Light is associated with Lord Bullmer’s wealth, and more specifically the power of that wealth to manipulate those around him. When Lo steps aboard the Aurora for the first time, she’s disoriented by the “eye-watering” chandelier, which “[suffused] the place with tiny splashes of light … dazzling you, throwing you off-balance with a sensation like peering into a child’s kaleidoscope.” The light of this elaborate fixture distorts one’s ability to see things accurately, from the moment one enters the artificial world of the Aurora. When Lo visits below decks for the first time, she’s struck by “the light that made [her] feel instantly claustrophobic—dim and fluorescent, with a strange high-frequency flicker that made your eyes tire almost at once.” The light in the staff quarters oppresses in a different way, reminding people of their subservient status. Still, it is intimately connected with Bullmer’s wealth and the hierarchy established through that wealth.
After she’d spent terrifying days trapped in the ship’s hold, often in darkness, one would think that the light above would be a relief to Lo—but when Lo escapes her prison, she experiences the light as an assault: “It hit me like a slap, leaving me blinking and dizzy, gaping at the rainbow prisms of a thousand Swarovski crystals.” This time, the light represents Lord Bullmer’s deadly proximity, in almost mocking contrast to the darkness she’s just endured.
Near the end of the book, Lo finally sees the “eerie green and gold streaks of the northern lights” and laughs at the bitter irony, as Bullmer had described this natural wonder as “something that everyone should see before they die.” With the police after Lo, these lights signify Bullmer’s relentless influence even beyond the Aurora. However, at this point, this natural phenomenon could also be read as symbolizing Lo’s imminent escape and freedom from Bullmer’s manipulation.

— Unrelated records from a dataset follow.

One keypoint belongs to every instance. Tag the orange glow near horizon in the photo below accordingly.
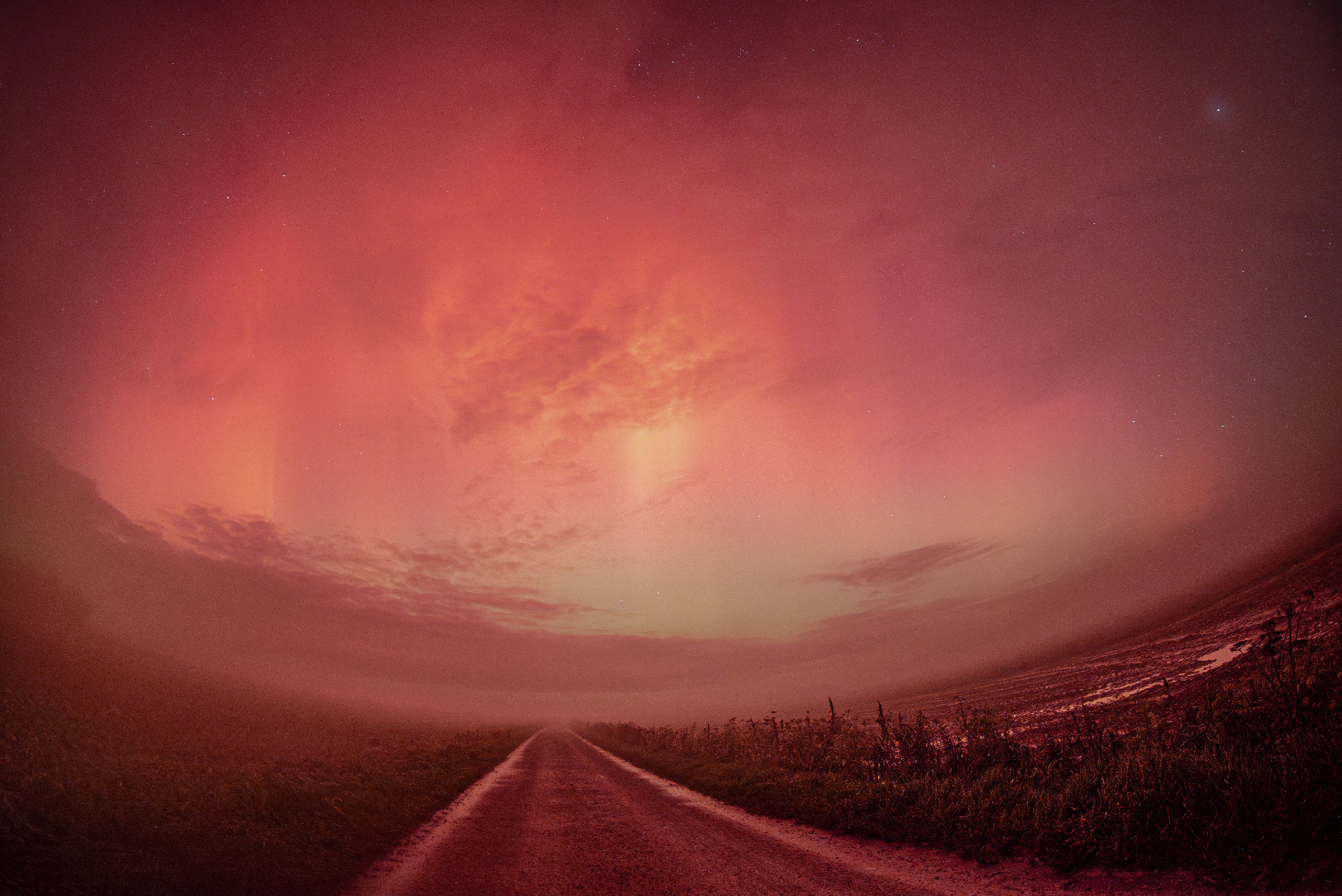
(690, 324)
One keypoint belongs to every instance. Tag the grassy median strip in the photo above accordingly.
(116, 801)
(1243, 784)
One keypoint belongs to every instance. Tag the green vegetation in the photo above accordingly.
(1242, 784)
(125, 801)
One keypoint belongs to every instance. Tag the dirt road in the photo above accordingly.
(562, 816)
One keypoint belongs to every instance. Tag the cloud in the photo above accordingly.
(898, 571)
(442, 580)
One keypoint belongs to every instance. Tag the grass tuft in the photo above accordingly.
(1243, 784)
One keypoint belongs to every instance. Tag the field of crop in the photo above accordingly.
(1241, 780)
(151, 800)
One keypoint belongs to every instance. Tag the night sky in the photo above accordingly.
(662, 359)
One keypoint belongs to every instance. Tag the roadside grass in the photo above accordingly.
(1243, 784)
(109, 801)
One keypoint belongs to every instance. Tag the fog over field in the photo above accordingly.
(495, 363)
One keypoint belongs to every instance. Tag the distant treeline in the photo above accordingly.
(1242, 783)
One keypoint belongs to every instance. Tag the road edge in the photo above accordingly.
(401, 869)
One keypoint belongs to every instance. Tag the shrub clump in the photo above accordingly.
(1242, 783)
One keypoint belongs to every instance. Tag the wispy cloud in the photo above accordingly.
(898, 571)
(446, 579)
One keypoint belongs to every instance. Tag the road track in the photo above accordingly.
(563, 816)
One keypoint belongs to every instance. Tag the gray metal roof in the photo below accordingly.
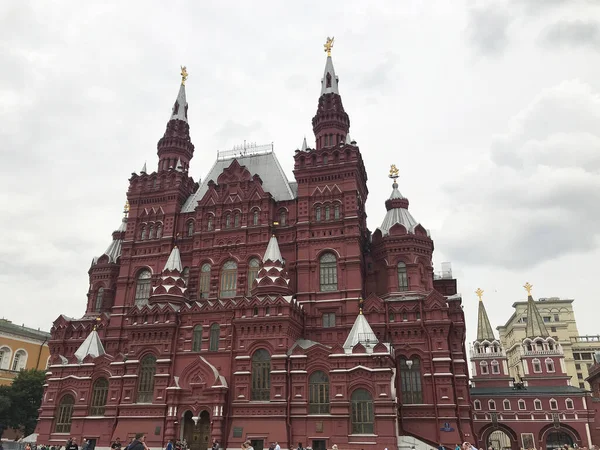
(264, 165)
(361, 332)
(334, 79)
(174, 261)
(91, 346)
(484, 328)
(179, 112)
(535, 324)
(273, 253)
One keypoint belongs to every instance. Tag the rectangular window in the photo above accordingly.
(328, 320)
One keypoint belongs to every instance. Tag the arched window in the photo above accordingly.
(362, 412)
(318, 393)
(197, 339)
(99, 299)
(410, 373)
(99, 395)
(261, 375)
(64, 414)
(215, 334)
(402, 277)
(253, 268)
(229, 279)
(328, 272)
(495, 367)
(185, 275)
(5, 354)
(282, 218)
(20, 360)
(142, 288)
(146, 380)
(204, 285)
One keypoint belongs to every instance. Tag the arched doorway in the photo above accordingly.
(556, 439)
(197, 434)
(499, 440)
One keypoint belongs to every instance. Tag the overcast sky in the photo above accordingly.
(491, 111)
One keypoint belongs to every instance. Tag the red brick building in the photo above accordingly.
(540, 409)
(232, 308)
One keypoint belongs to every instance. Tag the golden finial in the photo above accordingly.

Light Quotes in The Woman in Cabin 10
We were passing the crew’s cabins again, and as we passed the few open doors I glanced in, shocked afresh at the dinginess of the cramped quarters. I couldn’t imagine spending week after week, month after month, in the windowless confines […] [I]t was [not] the space itself that shocked but the contrast with the light, airy rooms above […] But it was the graphic illustration of the gap between the haves and have-nots that was upsetting, a modern upstairs-downstairs in action.
The lights were not to the east but to the north. What I could see was not dawn but the eerie green and gold streaks of the northern lights.
The realization made me laugh—a bitter, mirthless choke that sounded shockingly loud in the still night air. What was it Richard had said? Everyone should see the northern lights before they died. Well, now I had. But it just didn’t seem that important anymore.